Growth in household debt is slowing
Household borrowing from banks slowed in November as interest rates rose and the government pressed banks to cut lending.
Many borrowers turned to non-banking financial institutions, which offered easier terms.
According to data from the Bank of Korea on Wednesday, total bank loans to households in November increased by 3 trillion won ($2.5 billion), or 0.28 percent on-month, in November, much smaller than the 5.2 trillion won, or 0.5 percent increase in October.
By type of loans, new mortgages issued by banks went from 4.7 trillion won in October to 2.4 trillion won in November, a 49 percent decrease in a month.
Other types of new loans, mostly unsecured loans, totaled 500 billion won last month, about the same as in October.
The central bank said that government's policies, rising interest rates and seasonal effects slowed household borrowing.
According to the Financial Services Commission (FSC) on Wednesday, though, household borrowing from second-tier non-banking financial institutions like savings banks increased rapidly in November. Despite their label, savings banks in Korea are more like consumer finance companies.
Second-tier institutions have traditionally been more welcoming to borrowers with weak credit histories. As commercial banks suspended some of their lending programs and reduced lending limits, savings banks and credit cooperatives rose as alternatives.
According to the FSC, household lending from all types of financial institutions increased by 5.9 trillion won in November, less than the 6.1 trillion won increase in October.
Lending by second-tier non-banking institutions increased by 2.9 trillion won in the past month, nearly three times the 1 trillion won new lending in October.
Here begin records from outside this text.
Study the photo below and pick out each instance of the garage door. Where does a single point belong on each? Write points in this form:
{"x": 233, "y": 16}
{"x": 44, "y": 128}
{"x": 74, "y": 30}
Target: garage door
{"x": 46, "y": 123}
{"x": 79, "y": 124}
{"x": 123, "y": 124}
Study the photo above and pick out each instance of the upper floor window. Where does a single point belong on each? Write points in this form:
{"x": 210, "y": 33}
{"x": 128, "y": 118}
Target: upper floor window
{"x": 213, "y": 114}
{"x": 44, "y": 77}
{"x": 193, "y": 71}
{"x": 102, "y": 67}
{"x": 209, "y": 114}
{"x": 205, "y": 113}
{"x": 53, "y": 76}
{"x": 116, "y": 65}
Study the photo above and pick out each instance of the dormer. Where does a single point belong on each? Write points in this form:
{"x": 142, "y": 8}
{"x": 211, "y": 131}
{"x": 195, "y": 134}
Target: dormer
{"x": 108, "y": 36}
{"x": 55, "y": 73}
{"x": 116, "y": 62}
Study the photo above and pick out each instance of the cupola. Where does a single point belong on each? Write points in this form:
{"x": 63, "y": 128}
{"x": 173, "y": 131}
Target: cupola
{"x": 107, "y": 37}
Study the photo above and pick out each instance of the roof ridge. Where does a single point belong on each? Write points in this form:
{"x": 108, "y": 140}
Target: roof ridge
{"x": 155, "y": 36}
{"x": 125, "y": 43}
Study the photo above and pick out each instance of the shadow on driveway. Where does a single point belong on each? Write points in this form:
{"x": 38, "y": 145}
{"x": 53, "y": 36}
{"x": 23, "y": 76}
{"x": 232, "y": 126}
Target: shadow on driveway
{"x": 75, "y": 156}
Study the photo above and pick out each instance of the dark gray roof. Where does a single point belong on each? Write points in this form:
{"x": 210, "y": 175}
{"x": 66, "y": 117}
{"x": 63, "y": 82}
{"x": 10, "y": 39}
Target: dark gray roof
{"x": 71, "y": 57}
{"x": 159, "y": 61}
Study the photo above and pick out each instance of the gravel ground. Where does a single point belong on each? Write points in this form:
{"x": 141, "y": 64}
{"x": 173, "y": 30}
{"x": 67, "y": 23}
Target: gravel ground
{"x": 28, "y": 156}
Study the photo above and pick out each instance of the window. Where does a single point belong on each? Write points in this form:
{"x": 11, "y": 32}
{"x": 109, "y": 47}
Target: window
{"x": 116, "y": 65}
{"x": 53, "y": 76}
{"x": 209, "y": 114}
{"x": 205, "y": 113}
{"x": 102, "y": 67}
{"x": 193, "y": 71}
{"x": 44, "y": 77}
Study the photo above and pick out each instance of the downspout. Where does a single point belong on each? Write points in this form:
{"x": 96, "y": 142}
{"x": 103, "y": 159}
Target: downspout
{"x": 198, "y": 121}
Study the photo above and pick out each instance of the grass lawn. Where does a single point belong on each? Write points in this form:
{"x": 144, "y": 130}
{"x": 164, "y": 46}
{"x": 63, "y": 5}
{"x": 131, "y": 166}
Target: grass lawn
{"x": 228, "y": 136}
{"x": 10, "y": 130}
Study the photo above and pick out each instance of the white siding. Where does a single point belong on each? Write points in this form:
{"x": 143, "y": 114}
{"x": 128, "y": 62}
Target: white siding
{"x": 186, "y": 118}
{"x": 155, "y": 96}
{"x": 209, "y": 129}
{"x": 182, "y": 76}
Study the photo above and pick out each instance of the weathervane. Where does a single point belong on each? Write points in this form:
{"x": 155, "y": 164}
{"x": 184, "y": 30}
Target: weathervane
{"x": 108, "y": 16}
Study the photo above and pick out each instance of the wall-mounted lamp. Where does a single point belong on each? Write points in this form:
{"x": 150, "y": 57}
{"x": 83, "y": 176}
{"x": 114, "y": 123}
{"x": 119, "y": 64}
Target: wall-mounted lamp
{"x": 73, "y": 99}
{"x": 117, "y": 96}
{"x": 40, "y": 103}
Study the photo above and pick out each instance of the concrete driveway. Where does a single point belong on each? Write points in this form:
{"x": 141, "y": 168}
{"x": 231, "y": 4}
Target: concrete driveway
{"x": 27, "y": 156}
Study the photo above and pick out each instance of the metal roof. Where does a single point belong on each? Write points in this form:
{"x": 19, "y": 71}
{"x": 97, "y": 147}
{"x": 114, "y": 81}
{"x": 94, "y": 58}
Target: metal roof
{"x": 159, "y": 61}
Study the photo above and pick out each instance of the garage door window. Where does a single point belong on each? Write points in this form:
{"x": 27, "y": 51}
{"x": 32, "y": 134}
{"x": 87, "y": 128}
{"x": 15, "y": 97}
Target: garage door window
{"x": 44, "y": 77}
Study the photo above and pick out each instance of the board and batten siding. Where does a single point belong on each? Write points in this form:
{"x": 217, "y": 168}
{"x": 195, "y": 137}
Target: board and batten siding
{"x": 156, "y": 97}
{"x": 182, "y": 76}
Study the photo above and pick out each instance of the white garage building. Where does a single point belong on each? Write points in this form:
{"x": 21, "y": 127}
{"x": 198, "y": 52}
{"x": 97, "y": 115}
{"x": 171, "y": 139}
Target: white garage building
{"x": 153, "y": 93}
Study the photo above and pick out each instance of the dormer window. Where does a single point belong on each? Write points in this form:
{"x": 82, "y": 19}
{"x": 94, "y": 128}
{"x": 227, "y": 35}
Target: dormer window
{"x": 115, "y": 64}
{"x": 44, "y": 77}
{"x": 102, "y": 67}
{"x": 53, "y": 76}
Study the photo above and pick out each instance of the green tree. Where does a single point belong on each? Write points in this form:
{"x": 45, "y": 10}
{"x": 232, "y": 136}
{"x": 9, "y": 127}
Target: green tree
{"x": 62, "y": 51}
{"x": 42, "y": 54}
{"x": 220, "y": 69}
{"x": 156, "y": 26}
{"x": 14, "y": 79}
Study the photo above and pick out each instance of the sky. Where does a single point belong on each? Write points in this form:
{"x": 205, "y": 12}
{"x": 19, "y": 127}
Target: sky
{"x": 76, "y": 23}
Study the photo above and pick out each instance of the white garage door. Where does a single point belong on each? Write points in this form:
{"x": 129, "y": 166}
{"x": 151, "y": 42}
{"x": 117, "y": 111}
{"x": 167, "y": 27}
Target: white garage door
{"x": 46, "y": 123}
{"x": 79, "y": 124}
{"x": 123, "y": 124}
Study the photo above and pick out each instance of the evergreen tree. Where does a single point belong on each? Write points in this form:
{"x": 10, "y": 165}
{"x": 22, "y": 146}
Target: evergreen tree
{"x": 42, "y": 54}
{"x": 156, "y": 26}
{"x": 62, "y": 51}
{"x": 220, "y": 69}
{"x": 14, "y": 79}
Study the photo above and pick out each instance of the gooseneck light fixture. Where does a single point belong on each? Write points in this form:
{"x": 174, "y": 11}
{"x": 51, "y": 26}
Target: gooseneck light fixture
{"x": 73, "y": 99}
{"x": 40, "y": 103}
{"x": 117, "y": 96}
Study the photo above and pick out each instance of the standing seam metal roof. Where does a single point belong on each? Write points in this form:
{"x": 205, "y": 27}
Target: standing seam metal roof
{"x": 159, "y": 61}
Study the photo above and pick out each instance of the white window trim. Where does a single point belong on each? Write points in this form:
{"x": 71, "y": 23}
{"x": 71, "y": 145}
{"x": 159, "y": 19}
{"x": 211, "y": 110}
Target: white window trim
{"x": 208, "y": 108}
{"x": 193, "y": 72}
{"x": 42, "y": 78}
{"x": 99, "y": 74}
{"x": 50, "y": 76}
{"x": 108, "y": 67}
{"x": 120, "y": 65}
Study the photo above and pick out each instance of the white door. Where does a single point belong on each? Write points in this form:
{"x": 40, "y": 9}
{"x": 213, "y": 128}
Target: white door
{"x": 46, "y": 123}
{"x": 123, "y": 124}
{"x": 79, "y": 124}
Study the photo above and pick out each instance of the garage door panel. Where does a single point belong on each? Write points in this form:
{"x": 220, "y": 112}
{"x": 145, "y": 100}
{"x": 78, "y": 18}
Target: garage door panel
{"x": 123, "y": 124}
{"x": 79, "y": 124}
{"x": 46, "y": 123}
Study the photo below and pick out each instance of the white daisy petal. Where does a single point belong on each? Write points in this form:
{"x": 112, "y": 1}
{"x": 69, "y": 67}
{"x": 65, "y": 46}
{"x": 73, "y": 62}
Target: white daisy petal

The largest increase was from credit cooperatives, which extended 2.1 trillion won in fresh loans in November.
It is likely to be even more difficult for households to borrow next year.
While the government set 6.99 percent as a target for on-year household debt growth this year, the target will be reduced to between 4 and 5 percent next year.
A major issue is loan qualification standards such as the debt service ratio (DSR), which decides how much a customer can borrow relative to income.
From next year, the DSR must be kept at below 40 percent for borrowers from commercial banks.
This means principal and interest payments on loans will be limited to 40 percent of income.